You are a good and kind friend!

If I do some quick-calculating based on your 200-hours it seems to me you have spent about *4 hours weekly for the past year *discussing, listening to and supporting your friend. While this is a loving thing to do it may be taking you away from your own family, hobbies, friends or other involvements. Not to mention that after you spend time listening to and counseling your friend you are possibly emotionally and spiritually drained.
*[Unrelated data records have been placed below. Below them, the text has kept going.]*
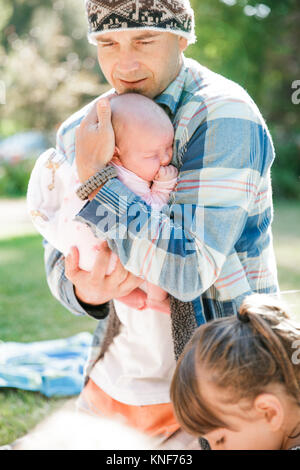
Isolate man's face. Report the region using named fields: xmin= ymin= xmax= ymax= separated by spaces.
xmin=97 ymin=30 xmax=187 ymax=98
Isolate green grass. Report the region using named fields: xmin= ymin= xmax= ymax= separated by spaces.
xmin=0 ymin=202 xmax=300 ymax=445
xmin=0 ymin=235 xmax=96 ymax=445
xmin=273 ymin=201 xmax=300 ymax=319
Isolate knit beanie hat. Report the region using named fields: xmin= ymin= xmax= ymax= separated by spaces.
xmin=85 ymin=0 xmax=196 ymax=44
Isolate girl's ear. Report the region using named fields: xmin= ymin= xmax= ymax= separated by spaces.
xmin=254 ymin=393 xmax=284 ymax=431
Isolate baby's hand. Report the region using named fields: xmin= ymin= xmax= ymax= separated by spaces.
xmin=154 ymin=165 xmax=178 ymax=181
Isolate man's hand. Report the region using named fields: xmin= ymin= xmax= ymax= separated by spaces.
xmin=75 ymin=98 xmax=115 ymax=183
xmin=65 ymin=242 xmax=144 ymax=305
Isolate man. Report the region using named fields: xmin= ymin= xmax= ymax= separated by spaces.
xmin=45 ymin=0 xmax=278 ymax=448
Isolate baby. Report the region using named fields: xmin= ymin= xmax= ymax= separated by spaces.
xmin=27 ymin=93 xmax=178 ymax=313
xmin=171 ymin=294 xmax=300 ymax=450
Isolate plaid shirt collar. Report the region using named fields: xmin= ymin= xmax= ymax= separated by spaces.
xmin=155 ymin=56 xmax=188 ymax=117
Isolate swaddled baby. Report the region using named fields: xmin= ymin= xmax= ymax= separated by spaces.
xmin=27 ymin=93 xmax=178 ymax=313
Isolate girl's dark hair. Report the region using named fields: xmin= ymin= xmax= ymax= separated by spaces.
xmin=171 ymin=294 xmax=300 ymax=436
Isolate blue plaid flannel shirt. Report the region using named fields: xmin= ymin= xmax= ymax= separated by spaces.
xmin=45 ymin=57 xmax=278 ymax=345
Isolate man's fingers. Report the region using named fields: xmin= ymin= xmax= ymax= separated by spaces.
xmin=91 ymin=242 xmax=112 ymax=280
xmin=65 ymin=246 xmax=80 ymax=281
xmin=119 ymin=272 xmax=144 ymax=295
xmin=97 ymin=98 xmax=112 ymax=127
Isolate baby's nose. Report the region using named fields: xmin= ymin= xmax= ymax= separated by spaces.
xmin=160 ymin=152 xmax=170 ymax=166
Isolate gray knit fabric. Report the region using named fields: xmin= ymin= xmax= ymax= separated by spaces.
xmin=86 ymin=0 xmax=196 ymax=44
xmin=90 ymin=295 xmax=197 ymax=368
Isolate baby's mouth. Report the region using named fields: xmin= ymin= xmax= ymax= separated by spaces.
xmin=119 ymin=78 xmax=147 ymax=86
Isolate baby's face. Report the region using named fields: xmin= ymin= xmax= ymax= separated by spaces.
xmin=118 ymin=119 xmax=174 ymax=181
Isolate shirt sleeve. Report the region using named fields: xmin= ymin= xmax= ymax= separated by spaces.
xmin=76 ymin=111 xmax=273 ymax=301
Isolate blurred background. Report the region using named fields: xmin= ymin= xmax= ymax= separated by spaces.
xmin=0 ymin=0 xmax=300 ymax=445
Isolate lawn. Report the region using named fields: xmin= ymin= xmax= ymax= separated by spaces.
xmin=0 ymin=202 xmax=300 ymax=445
xmin=0 ymin=235 xmax=96 ymax=445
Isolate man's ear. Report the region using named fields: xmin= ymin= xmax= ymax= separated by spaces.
xmin=179 ymin=36 xmax=188 ymax=52
xmin=254 ymin=393 xmax=284 ymax=431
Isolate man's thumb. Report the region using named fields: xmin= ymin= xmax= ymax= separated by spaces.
xmin=97 ymin=99 xmax=111 ymax=126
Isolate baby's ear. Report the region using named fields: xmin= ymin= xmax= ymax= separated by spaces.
xmin=111 ymin=147 xmax=122 ymax=165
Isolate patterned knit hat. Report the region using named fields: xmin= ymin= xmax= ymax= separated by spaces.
xmin=85 ymin=0 xmax=196 ymax=44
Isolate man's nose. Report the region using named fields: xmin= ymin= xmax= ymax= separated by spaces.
xmin=117 ymin=50 xmax=140 ymax=76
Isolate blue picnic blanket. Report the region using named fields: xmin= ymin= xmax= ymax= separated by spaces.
xmin=0 ymin=333 xmax=92 ymax=397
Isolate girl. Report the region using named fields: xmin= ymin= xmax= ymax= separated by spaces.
xmin=171 ymin=294 xmax=300 ymax=450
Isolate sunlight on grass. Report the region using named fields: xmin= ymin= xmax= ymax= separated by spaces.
xmin=0 ymin=202 xmax=300 ymax=445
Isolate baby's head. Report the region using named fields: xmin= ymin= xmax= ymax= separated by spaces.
xmin=110 ymin=93 xmax=174 ymax=181
xmin=171 ymin=294 xmax=300 ymax=450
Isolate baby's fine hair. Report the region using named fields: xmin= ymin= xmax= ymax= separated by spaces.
xmin=110 ymin=92 xmax=173 ymax=141
xmin=171 ymin=294 xmax=300 ymax=436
What is the appropriate time to spend? Honestly I don't know, but in my opinion you have outdone most people I know in the "supportive-listening" department! If I were you I might spend some time in prayer to discern your role in this frienship and perhaps backing away a little bit.


#19

If you want to suggest the decree of nullity process than maybe bring it up as a healing process that may be helpful as a form of closure. Other than that let him be a human being and rant and rave and make mistakes - this is what things like Reconcilliation are for - because we will make mistakes - we are human. That does not mean we should set out to do these things but it does mean that for some people they happen. It is our fallen nature. A year may seem like a long time but it is not a long time to recover from the loss of a life long vocation. After all would you expect someone widowed for only a year to bounce back?